这次的首席演员是很受欢迎的年轻演员──三嶋屋大哥。他以犀利的言语在年轻演员之间闻名。仁早有觉悟,因此老实地低头请教。
──很抱歉。是哪里演得不够好呢?
──不是不好,但也不算好,只是很无趣,看了就觉得无聊,让人想睡觉。
──那个……我该如何修正……
──谁知道?自己想吧。
他说完之后,练习继续进行,因此仁感到相当混乱。虽然被批评无趣,但阿京本来就不是搞笑的角色。仁对这个角色的诠释,应该是偏向具有张力。
他在下午仍继续思考,可是没有得到答案。
仁感到莫名头痛便回到家里。
祖父正在歌舞伎座演出,因此今天没有练习。虽然才傍晚,不过他还是钻入被窝。小睡片刻之后,头痛稍微趋缓,手机显示的时间为八点二十分。
祖父大概已经换下戏服了吧。
这个月演出的是《假名手本忠臣藏第九段山科闲居》。由于是晚场最早的演出,因此七点左右就结束了。
桌上有铝箔纸包的饭团。
这是母亲为了没吃晚餐就睡著的仁特地准备的,里面包的一定是他喜欢的鳕鱼子和昆布。仁考虑要不要吃,但又不觉得饿。他脱下家居服、换上牛仔裤和毛衣,把钱包和手机放入香蕉型的背包里,抓起卡其绿色的夹克。
「我要出去一下,大概两小时后会回来。」
「这么晚出去?你不是不舒服吗?」
母亲在客厅问。仁为了让她安心,便说「我刚刚只是想睡觉」,然后走出家门。由于他平时行为良好,因此偶尔夜间外出也不会被责难。
「你要去见朋友吗?零用钱够不够?」
母亲追到玄关询问,看来她反倒很高兴仁也会夜游。换句话说,仁和一般高中生非常不一样。
「还够,我走了。」
外面果然很冷。
他想起天气预报说,今晚深夜开始可能会下雪。他有些后悔没有围围巾,不过还是朝著车站走去。目的地并不远。
他也不知道自己为什么要去那里。
真要说的话,以他现在的心境,应该不会想要看到那个场所,反倒是想要忘记。然而,此刻的他却彷佛刻意要把跌倒时擦伤的伤口扳开来检视。
地下铁东银座站到了。
他下了电车,走入地下通道,搭上电扶梯来到外头,直接右转,站在人行道上抬起头。
白色墙壁、博风板、红色灯笼与凤凰丸座纹。
在他眼前的是打了灯光的歌舞伎座夜景。
很多人知道这座歌舞伎座是新盖的,但并不是第二代。事实上,歌舞伎座总共重建了四次,也就是说,这是第五代的歌舞伎座。

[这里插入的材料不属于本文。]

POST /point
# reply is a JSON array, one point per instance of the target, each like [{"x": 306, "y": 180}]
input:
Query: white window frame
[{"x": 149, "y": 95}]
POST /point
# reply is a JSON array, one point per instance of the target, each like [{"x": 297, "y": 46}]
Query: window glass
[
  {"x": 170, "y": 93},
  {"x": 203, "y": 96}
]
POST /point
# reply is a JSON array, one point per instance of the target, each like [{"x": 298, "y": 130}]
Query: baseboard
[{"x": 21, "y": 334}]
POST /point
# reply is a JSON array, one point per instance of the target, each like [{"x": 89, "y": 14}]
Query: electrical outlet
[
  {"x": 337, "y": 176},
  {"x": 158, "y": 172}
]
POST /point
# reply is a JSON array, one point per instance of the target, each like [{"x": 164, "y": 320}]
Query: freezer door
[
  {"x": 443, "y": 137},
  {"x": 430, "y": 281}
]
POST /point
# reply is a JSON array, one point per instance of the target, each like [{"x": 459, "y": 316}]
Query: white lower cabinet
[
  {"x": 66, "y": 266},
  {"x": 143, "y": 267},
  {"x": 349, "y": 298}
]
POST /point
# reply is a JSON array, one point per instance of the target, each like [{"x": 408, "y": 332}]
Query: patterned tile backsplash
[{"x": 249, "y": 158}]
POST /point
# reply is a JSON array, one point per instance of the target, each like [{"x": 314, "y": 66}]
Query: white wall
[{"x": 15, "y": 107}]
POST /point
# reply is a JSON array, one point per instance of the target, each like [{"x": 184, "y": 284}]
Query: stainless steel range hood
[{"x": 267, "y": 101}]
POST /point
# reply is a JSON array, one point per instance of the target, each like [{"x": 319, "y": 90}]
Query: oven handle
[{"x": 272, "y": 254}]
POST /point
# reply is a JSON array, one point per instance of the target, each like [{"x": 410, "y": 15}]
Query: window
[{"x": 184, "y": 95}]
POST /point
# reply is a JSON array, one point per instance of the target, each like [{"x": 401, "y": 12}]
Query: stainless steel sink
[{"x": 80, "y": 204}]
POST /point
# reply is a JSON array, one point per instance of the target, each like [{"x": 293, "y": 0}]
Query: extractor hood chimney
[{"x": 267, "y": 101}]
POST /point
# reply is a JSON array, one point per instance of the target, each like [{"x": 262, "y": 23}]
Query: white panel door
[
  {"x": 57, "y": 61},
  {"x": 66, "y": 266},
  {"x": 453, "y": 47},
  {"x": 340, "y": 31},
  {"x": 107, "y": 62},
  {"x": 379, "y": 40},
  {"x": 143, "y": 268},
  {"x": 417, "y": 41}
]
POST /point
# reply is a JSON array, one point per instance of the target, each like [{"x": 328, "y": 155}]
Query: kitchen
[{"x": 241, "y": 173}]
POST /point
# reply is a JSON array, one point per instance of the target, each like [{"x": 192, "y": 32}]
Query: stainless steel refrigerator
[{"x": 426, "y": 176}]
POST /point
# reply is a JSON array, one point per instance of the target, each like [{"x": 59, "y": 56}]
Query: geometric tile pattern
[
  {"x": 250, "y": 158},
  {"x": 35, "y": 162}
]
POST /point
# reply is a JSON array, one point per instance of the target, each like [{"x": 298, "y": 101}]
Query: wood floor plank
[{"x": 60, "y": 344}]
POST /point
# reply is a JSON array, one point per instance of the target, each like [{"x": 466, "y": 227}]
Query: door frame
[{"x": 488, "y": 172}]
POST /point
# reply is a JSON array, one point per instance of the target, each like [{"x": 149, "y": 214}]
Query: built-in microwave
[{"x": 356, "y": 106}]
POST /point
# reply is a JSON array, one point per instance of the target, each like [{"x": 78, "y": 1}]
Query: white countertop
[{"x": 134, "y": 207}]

祖父说,外面的灯光也是设计过的,冬天会使用偏暖色调的白色。演出早已结束,因此人很少。路上看似观光客的外国人边拍照边喊:「Kabuki!Geisha(艺妓)girl!」这个说法不太正确,至少该说「Oiran(花魁)」比较适当。
仁茫然仰望这座建筑。
总有一天,他会在这个舞台饰演主角。那天一定会来临,必须来临才行。除非发生极为特殊的状况,否则对于生在白银屋的仁来说,那是实现机率很高的未来。
那种极为特殊的状况不可以发生。
他不能变得像「那个人」一样。
不要紧,没问题的。虽然他现在的状况有些不佳,但很快会找回感觉。他绝对不能被阿久津影响,不可能输给失去家族又不打算成为演员的家伙。
有些人会说漂亮话,说戏剧不是胜负。